Le Royaume-Uni a avoué qu’il est prêt à reconnaître l’État de Palestine en septembre moins d’une semaine après que la France a également pris cette décision. C’est le Premier ministre britannique Keir Starmer qui a fait l’annonce.
En effet, à l’issue d’une réunion de son cabinet, qu’il avait rappelé ce mardi en urgence, le Premier ministre britannique Keir Starmer a annoncé que le Royaume-Uni se dit prêt à reconnaître l’État de Palestine en septembre prochain lors de l’Assemblée générale des Nations Unies.

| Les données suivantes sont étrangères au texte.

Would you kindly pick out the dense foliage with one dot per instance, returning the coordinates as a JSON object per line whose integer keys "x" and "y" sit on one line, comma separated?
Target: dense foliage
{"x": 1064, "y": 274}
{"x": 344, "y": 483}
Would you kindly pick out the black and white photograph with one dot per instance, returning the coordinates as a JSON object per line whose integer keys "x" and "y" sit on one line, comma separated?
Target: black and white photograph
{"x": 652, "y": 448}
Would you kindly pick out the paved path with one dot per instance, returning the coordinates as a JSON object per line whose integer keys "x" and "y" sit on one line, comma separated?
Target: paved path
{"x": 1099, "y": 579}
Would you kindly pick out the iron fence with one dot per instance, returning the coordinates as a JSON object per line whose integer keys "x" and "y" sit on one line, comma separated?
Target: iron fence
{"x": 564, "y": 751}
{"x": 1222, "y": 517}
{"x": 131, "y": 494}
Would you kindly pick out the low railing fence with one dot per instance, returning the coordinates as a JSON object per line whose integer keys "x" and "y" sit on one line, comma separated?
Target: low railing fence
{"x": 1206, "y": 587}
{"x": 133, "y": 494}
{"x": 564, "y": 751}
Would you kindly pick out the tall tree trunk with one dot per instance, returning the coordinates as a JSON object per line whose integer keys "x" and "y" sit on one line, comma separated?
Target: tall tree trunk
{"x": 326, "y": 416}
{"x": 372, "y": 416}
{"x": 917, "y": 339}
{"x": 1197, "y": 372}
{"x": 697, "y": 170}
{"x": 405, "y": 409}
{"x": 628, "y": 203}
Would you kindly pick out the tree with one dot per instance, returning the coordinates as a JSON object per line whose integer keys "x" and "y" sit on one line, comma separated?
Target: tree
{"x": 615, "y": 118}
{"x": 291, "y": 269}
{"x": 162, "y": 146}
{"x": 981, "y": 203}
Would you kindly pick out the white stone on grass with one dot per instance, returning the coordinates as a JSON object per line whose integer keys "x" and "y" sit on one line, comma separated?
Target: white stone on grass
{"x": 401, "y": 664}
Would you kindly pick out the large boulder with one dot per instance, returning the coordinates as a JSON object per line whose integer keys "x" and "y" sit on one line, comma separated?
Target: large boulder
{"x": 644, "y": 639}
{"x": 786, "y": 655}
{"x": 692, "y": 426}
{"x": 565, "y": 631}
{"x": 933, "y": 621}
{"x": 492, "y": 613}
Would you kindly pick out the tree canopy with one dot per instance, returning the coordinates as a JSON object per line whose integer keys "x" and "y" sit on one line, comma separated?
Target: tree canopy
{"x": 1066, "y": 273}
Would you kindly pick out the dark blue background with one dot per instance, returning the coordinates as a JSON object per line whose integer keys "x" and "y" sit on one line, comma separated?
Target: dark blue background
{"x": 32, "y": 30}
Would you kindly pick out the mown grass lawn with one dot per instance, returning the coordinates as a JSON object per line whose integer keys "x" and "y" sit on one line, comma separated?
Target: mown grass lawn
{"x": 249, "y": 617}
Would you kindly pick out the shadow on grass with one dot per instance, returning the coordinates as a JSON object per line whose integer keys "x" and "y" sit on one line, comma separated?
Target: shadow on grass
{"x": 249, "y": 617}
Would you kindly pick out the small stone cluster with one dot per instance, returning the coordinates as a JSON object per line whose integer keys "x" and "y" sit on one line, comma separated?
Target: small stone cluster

« Je peux confirmer que le Royaume-Uni reconnaîtra l’État de Palestine d’ici à moins que le gouvernement israélien ne prenne des mesures substantielles pour mettre fin à la situation épouvantable à Gaza, convienne d’un cessez-le-feu et s’engage dans une paix durable et à long terme, ravivant la perspective d’une solution à deux États », a-t-il déclaré.
Parallèlement, M. Starmer a demandé à Israël de « permettre aux Nations unies de reprendre la fourniture d’aide dans la bande de Gaza, menacée de famine, et de s’engager à ce qu’il n’y ait pas d’annexions en Cisjordanie ». Il a aussi exigé du Hamas la libération des otages restants ainsi que sa démilitarisation totale.
Cette déclaration du dirigeant travailliste intervient dans un contexte où des mesures ont été prises au niveau du Conseil de Sécurité de l’ONU pour favoriser une solution à deux États. Elle intervient aussi à un moment où la pression s’est intensifiée ces derniers jours sur le dirigeant britannique.
En réaction, le ministère israélien des Affaires étrangères a « rejeter » d’un revers de main l’annonce de Londres concernant la reconnaissance de l’État de Palestine. Le responsable des affaires étrangères de l’État hébreu a qualifié « le changement de position du gouvernement britannique » de « récompense pour le Hamas ».
À noter que la veille de la prise de position du Premier ministre britannique, le président américain Donald Trump s’était abstenu de toute critique à propos d’une éventuelle reconnaissance. Le locataire de la Maison Blanche a adopté cette position lors d’une conférence de presse dans son complexe de golf de Turnberry, en Écosse.
« Je ne vais pas prendre position, ça ne me dérange pas que lui [Keir Starmer] le fasse. » a-t-il répondu aux questions des journalistes qui l’interrogeaient.
À rappeler qu’avant le Premier ministre britannique, le président français Emmanuel Macron avait annoncé le 24 juillet que la France allait reconnaître un État palestinien lors de l’Assemblée générale de l’ONU en septembre, devenant ainsi le premier pays du G7 à le faire.